お前の事、最初から好きにならなければ、もっと楽だったかな?窓の外ではらはらと堕ちる紅葉に、小さく呟いた。
お前、百目鬼と出会った時になんとなくわかったんだ。百目鬼が友達として大切な存在になるという事が。その思い通り、俺たちは昔から知っていたかのように仲良くなった。
百目鬼に「親友だ」なんて言われて、すっごく嬉しかったけど、でも俺は親友になりたかったわけではなかったのだと、その時初めて気が付いた。俺の予想は半分当たって半分外れたのだ。
邪な感情を、親友だと言ってくれた百目鬼に向けていることに耐えきれなくなって、百目鬼を避けはじめたのは1ヶ月前から。
避けることは簡単だった。
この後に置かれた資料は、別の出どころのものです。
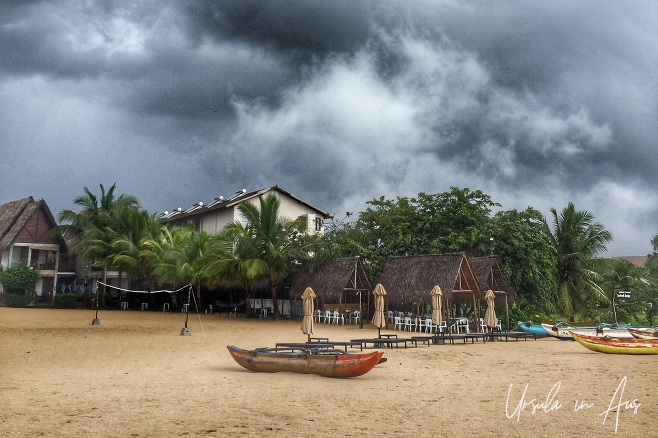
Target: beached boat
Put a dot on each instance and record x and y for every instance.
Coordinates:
(543, 320)
(609, 344)
(328, 364)
(643, 333)
(531, 328)
(562, 330)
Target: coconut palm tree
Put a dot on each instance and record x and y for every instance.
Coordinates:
(224, 267)
(137, 226)
(271, 243)
(617, 275)
(180, 255)
(577, 240)
(91, 227)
いつも俺から会いにいっていたのだから、当然なのだが。
それでもたまに見かける百目鬼は相変わらず仏頂面で、俺なんていなくても変わらないんだな、なんて考えてみたりする。
今だって、紅葉が舞う中庭で百目鬼は仲良くなった四月一日と話をしている。
あれは話というか、四月一日が一人で叫んでるだけか、と小さく笑った。
「柚流くん?」
中庭を眺めていた俺は、かけられた声に今お喋りしていたことを思いだした。
心配そうに俺を見つめる前席に座っている女の子に、にこりと笑って誤魔化した。
「…ああ、百目鬼くん」
彼女は俺の笑みだど気にも止めず、俺の見ていた中庭を見下げる。
「最近一緒じゃないけど、どうかしたの?」
俺はふいと空を見上げ「女の子って確信をつくの上手いよねー」と思わず口にした。